Our surveys also use highly innovative methodologies For example, “Families and Employers” is one of very few surveys that cover both households and their members’ employers. The “ChiPRe” survey (Chinese immigrants in the Île-de-France region, encompassing Paris) used a sampling method that had never been tested in France called Network Sampling with Memory, specially adapted to questioning small or difficult-to-reach populations. Moreover, in some cases our questionnaires are available in several languages to adapt to the particular set of respondents. For example, respondents in the “EXPRESS” survey (Prison experiences and post-release social reintegration), could answer in French, English, or Arabic.

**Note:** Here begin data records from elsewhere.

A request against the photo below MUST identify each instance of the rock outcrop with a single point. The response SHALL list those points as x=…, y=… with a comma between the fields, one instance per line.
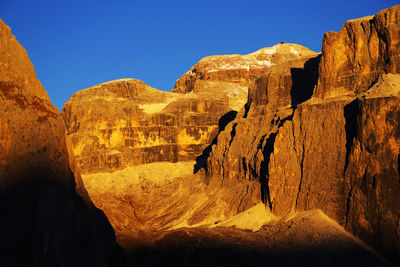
x=125, y=123
x=136, y=146
x=240, y=69
x=44, y=221
x=337, y=151
x=364, y=49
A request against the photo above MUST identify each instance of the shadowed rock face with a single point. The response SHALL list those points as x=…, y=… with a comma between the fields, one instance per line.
x=136, y=145
x=334, y=151
x=44, y=221
x=240, y=69
x=354, y=58
x=126, y=123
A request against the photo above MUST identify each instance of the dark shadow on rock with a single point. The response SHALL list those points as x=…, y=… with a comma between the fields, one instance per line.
x=201, y=160
x=304, y=81
x=268, y=149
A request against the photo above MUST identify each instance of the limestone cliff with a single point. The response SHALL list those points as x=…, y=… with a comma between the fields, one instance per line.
x=337, y=151
x=44, y=221
x=125, y=123
x=354, y=58
x=240, y=69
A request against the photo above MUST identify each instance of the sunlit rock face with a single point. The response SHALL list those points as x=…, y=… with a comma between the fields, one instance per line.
x=338, y=150
x=44, y=221
x=126, y=123
x=239, y=69
x=136, y=146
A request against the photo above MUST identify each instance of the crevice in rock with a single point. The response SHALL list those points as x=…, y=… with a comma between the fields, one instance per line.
x=398, y=165
x=348, y=206
x=264, y=173
x=350, y=115
x=233, y=133
x=304, y=81
x=301, y=177
x=201, y=160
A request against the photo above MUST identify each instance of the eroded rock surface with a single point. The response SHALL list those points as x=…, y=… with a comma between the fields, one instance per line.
x=364, y=49
x=337, y=151
x=126, y=123
x=44, y=221
x=240, y=69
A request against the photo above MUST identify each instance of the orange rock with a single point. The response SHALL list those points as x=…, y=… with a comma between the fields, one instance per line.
x=44, y=221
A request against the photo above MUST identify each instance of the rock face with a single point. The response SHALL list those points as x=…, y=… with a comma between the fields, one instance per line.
x=354, y=58
x=136, y=145
x=126, y=123
x=240, y=69
x=337, y=151
x=44, y=221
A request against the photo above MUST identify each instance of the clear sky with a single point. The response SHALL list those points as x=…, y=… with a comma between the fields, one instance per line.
x=77, y=44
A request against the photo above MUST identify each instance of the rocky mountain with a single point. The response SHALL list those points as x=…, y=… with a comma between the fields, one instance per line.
x=239, y=69
x=337, y=151
x=283, y=156
x=44, y=221
x=150, y=140
x=126, y=123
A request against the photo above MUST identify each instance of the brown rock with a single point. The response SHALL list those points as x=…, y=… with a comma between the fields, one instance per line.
x=44, y=222
x=241, y=69
x=239, y=157
x=354, y=58
x=332, y=153
x=126, y=123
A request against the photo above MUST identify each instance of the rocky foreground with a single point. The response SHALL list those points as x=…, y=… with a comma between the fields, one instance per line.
x=283, y=156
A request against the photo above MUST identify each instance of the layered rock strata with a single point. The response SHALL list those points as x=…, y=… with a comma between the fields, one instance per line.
x=136, y=146
x=240, y=69
x=337, y=151
x=44, y=221
x=125, y=123
x=364, y=49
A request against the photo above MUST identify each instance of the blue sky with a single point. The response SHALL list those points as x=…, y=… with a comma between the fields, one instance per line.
x=77, y=44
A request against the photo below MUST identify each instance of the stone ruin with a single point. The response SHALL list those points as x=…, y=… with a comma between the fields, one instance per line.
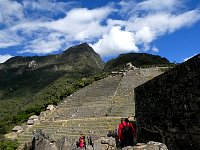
x=43, y=141
x=168, y=107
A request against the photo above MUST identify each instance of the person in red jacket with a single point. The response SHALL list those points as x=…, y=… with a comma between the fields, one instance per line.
x=126, y=133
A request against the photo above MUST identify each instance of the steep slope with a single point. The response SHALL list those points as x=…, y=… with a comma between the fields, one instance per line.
x=137, y=59
x=28, y=83
x=96, y=108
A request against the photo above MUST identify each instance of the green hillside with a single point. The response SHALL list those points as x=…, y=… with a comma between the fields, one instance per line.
x=29, y=84
x=137, y=59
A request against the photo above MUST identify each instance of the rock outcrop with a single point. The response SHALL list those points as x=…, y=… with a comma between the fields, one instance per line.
x=168, y=107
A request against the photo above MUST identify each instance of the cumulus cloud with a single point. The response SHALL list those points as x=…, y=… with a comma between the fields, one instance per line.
x=115, y=42
x=155, y=49
x=52, y=43
x=5, y=57
x=8, y=38
x=137, y=25
x=11, y=12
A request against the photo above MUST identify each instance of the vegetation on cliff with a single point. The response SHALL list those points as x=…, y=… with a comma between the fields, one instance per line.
x=137, y=59
x=29, y=84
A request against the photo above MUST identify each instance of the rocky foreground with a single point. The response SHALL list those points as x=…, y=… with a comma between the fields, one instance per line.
x=95, y=109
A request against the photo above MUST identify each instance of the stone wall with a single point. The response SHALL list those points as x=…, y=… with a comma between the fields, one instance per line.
x=168, y=107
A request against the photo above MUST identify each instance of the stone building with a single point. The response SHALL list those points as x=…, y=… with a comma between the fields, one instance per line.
x=17, y=129
x=168, y=107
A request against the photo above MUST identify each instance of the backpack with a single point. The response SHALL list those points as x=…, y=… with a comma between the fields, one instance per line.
x=127, y=131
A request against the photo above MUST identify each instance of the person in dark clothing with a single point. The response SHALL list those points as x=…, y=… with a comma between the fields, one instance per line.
x=126, y=133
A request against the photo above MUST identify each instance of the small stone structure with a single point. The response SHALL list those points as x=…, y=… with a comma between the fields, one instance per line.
x=17, y=129
x=168, y=107
x=43, y=141
x=50, y=108
x=34, y=118
x=32, y=64
x=30, y=122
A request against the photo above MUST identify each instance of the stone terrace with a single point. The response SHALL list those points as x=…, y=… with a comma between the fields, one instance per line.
x=96, y=108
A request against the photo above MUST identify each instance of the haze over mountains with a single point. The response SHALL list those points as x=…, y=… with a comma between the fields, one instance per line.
x=29, y=84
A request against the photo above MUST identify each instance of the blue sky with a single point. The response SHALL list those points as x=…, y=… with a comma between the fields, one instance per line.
x=169, y=28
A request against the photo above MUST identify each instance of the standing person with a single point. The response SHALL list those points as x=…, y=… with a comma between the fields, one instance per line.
x=82, y=143
x=126, y=133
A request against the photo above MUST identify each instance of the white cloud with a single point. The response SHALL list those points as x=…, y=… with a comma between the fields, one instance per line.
x=115, y=42
x=156, y=5
x=189, y=57
x=11, y=12
x=155, y=49
x=8, y=38
x=5, y=57
x=141, y=24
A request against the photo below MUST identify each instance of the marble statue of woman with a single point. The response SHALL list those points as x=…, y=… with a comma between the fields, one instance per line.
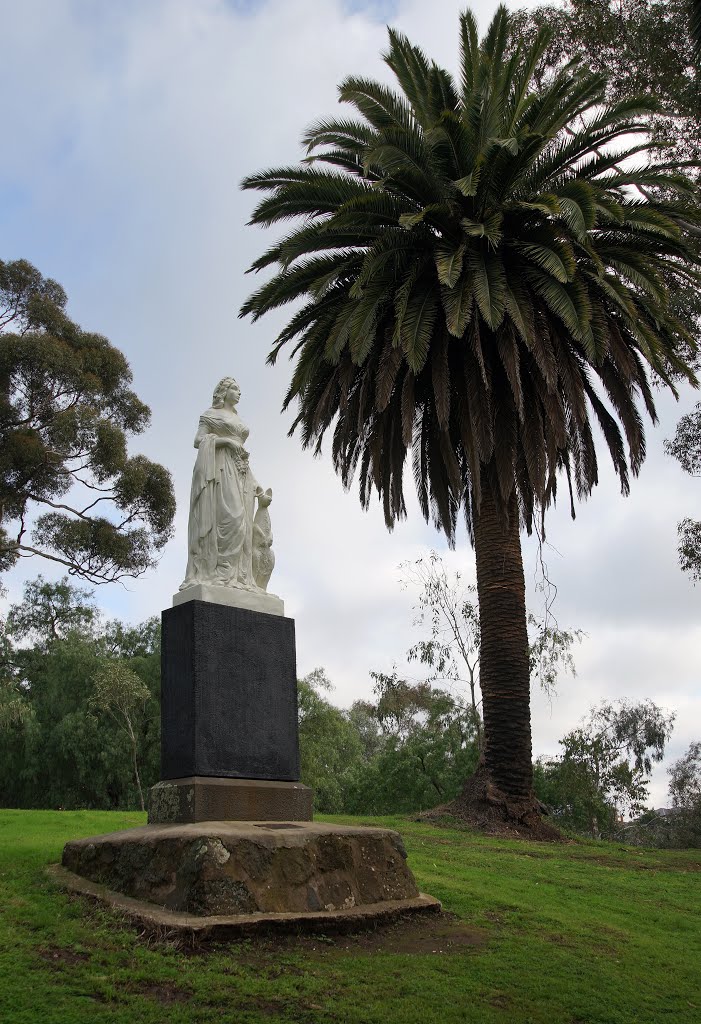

INED life and event history surveys use Age-Event questionnaire forms (Ageven) to which new dimensions and themes have been added, the aim being to move beyond collecting strictly individual information and take into account observation and analysis units that are more relevant to the particular research question.
INED surveys are “custom-made,” they are crafted, in the sense they draw on particular know-how and go beyond the standard large survey protocols used in public statistics.
How has the work of producing surveys evolved and how is it being adapted to new technologies?
Several factors have recently modified survey design: a trend of diminishing survey participation rates, budget constraints, a more complex legal environment, stricter legislation on telephone surveys, and match our data with external administrative data to reduce questionnaire length.
Now that it’s possible to collect data via the internet, and at a time when survey response rates are not as strong due to the increasing difficulty of contacting households by phone, the use of multimode survey protocols has become a strong strategic orientation at INED as in public statistics institutes generally.
By combining several collection methods, we can get the best of each in connection with budget and field study constraints, particular survey subject, and targeted group or population. Since face-to-face and telephone interviews are relatively costly, they’re now reserved for issues, themes, population groups that can only be studied that way.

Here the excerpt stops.